J-B. Fressoz publie un livre original sur l’histoire de l’énergie et une réflexion générale sur la pensée économique. Il engage une polémique contre des économistes « nobélisés » comme Jevons, Veblen, Nordhaus et Romer. Leurs thèses auraient dissimulé la gravité et l’urgence du défi climatique. Il affirme notamment que la notion de « destruction créatrice », avancée par Schumpeter, est responsable de la relative inaction des gouvernants face à la crise climatique. Fressoz revisite l’histoire de l’énergie qui recouvrirait une succession de systèmes énergétiques, séparés par des transitions « de l’économie organique vers l’économie minérale », « du charbon vers le pétrole » ou des « énergies fossiles vers des énergies renouvelables » Ces transitions sont marquées, selon l’auteur, par des biais de perception qu’il qualifie de « transitionnistes ».

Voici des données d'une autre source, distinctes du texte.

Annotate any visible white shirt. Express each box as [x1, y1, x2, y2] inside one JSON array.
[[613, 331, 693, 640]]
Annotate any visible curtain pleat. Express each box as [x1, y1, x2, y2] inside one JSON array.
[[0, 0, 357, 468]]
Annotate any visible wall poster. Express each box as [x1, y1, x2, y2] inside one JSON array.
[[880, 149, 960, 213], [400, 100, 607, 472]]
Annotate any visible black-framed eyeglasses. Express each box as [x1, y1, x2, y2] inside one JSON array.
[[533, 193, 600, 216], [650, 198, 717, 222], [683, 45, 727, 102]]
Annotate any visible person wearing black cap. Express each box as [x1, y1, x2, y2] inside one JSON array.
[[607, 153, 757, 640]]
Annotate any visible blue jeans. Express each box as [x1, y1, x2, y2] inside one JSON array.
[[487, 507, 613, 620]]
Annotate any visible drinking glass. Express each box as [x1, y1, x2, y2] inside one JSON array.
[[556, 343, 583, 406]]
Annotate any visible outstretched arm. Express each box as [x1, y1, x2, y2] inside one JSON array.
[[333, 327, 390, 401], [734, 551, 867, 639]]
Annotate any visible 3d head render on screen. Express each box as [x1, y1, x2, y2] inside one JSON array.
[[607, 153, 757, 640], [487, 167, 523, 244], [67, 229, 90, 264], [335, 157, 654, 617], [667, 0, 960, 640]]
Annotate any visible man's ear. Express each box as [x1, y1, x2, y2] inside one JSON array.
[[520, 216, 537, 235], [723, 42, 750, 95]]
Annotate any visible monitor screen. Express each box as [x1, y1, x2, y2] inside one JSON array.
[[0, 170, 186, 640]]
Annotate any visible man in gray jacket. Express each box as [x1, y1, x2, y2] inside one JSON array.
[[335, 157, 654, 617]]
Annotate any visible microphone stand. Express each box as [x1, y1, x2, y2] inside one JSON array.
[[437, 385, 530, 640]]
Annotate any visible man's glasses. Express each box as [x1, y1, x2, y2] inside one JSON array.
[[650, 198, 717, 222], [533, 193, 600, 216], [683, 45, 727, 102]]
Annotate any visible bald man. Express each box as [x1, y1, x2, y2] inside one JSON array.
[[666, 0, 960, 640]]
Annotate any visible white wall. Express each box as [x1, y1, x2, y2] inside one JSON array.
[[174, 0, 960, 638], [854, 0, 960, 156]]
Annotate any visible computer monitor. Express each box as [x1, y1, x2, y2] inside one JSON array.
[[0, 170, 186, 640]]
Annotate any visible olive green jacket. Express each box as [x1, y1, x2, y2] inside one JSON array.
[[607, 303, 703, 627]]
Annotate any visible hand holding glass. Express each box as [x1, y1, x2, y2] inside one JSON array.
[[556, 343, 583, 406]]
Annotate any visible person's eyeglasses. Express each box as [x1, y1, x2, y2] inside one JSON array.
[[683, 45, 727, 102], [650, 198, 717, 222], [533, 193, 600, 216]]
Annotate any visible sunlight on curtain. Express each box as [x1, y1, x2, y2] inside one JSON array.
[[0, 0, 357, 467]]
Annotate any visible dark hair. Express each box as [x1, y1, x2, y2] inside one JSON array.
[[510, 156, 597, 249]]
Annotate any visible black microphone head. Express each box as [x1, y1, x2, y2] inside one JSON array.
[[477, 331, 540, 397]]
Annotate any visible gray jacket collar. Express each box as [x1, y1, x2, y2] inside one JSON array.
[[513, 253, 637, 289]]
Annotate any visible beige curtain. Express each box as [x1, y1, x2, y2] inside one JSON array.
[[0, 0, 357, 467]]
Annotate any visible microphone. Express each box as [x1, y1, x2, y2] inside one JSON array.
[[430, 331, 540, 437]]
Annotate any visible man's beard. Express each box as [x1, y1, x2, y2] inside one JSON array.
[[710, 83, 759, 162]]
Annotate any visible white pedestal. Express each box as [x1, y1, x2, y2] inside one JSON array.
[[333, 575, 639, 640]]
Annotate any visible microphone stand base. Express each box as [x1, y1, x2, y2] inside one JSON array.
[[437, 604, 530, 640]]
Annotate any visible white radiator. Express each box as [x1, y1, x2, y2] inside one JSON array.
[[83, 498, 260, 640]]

L’auteur analyse « l’intrication et l’expansion symbiotiques de toutes les énergies » depuis le début du XIXe siècle, en affirmant que « l’histoire de l’énergie n’est pas celle d’une accumulation », mais celle de la « construction intellectuelle de la transition énergétique » – à la fois « projet technologique » et « slogan industriel » – qui, depuis les années 1970, a été imposé comme « le futur des experts, des gouvernements et des entreprises ».
Le récit de Fressoz innove à la fois sur le plan conceptuel et sur le plan formel. Il introduit notamment la notion d’«entité symbiotique » : il considère par exemple que le bois, le charbon et le pétrole sont plus des « entités symbiotiques que de simples sources d’énergie primaire en concurrence les unes avec les autres. L’économiste doit intégrer l’ensemble des processus matériels liés à la production de ces trois énergies, et démontrer que chacune d’elles « a tiré la consommation des deux autres, y compris pour des usages énergétiques » .
La « nouvelle histoire de l’énergie » de Fressoz recouvre deux siècles d’industrialisation du monde, marqués non par des « transitions », des additions ou des destructions énergétiques, mais par de « nouvelles symbioses entre sources d’énergie fossiles et alternatives. »
L’ensemble du livre reste homogène bien que des extraits soient des versions remaniées d’articles ou de chapitres d’ouvrages déjà publiés.
Jean Baptiste Fressoz est un historien des sciences, des techniques et de l’environnement. Après avoir été maître de conférences à l’Impérial Collège de Londres, il est maintenant chercheur au CNRS et enseignant à l’école des Ponts et chaussées.